メロウ Ⅲ
それに、『成宮はいつも自分が意見出しまくって突っ走ってばっかだから、たまにはリストまとめてみろ』だとよ。」
「どれどれ……。」
手元の紙を見て、ふんふん、と小さくうなずく。
「うん、上手くまとまってる。あっ、誤字も脱字も無いよ!
天十郎君!がんばったね!」
「おうっ!ちょっくら気合いいれたからなっ!!
褒めやがれっ!俺様のこと、もっともっと、どぉーーーんっと褒めやがれってんでいっ!」
「補習の成果だよ!えらいえらい!!」
にこにこしながら頭を撫でる。
そういう「褒める」じゃねぇんだけどなぁと思いながらも、
コイツの手がちょっと暖かくて、しかも身長足りねぇもんだからデコ撫でてるようになっちまって、俺様の前髪がチクチクあたってこそばゆい。

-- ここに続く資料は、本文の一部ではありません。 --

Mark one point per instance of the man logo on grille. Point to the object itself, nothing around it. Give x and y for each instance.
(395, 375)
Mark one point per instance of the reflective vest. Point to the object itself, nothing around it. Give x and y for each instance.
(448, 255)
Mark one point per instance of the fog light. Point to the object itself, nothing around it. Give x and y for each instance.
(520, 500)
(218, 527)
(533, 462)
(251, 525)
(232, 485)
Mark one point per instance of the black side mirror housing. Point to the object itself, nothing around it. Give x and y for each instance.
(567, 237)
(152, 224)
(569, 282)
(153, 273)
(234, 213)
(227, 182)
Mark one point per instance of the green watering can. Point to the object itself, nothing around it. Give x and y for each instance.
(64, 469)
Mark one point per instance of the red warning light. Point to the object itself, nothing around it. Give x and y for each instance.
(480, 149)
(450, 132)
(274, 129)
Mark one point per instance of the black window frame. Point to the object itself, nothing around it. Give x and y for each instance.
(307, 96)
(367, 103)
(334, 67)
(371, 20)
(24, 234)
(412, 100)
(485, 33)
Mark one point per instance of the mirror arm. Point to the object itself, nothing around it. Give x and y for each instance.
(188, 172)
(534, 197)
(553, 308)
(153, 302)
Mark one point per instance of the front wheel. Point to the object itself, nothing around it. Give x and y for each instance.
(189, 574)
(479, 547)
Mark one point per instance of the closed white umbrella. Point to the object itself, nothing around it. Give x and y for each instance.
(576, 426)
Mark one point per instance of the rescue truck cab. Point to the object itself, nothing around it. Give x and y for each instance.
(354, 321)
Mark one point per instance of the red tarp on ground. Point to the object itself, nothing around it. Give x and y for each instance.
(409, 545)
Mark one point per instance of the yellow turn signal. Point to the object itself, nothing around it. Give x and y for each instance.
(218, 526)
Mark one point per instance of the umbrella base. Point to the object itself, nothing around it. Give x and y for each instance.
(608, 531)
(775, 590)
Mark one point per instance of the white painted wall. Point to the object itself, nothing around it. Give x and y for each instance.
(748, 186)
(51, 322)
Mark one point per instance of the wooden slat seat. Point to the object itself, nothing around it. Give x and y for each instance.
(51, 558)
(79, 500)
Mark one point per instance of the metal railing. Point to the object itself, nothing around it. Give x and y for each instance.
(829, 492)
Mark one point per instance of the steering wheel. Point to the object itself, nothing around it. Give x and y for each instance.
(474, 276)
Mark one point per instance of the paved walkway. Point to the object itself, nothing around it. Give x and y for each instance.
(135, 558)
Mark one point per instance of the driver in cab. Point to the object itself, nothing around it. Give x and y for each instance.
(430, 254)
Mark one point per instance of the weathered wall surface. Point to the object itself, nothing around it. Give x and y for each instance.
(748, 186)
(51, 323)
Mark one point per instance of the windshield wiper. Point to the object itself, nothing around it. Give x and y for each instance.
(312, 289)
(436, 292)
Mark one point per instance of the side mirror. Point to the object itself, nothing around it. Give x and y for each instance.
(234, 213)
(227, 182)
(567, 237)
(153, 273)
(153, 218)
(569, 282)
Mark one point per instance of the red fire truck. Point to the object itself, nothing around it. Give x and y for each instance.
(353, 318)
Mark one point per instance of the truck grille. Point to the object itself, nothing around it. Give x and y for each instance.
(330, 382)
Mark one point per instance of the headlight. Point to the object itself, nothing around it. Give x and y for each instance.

この瞬間だけはコイツの目線とか手とか意識とか俺様の方に全部向いてんだよな、と頭のどっかで考える。
「千聖くんは?今日は一緒じゃないんだね」
「あのなぁ……。」
「俺様と千だって、ずっと一緒ってわけじゃねぇよ。『めだかのフン』みたいにな。」
「天十郎君、それ『金魚』。」
「金魚は学校だろ?」
「そっちが『めだか』!」
「これは補習を増やさないとね」と、むぅっ、と頬を膨らませて怒った顔を「作って」みた後、
「『めだか』とか『金魚』とか言ったら」
ふと表情を緩めて笑った。
「全然関係ないんだけど、千聖君を思い出しちゃうね。」
今「ここ」にはいねぇアイツの話題が急に出て、面食らうと同時に、一気にここが「二人」じゃなくなる。なんか引っぺがされた気分だ。「なんか」が。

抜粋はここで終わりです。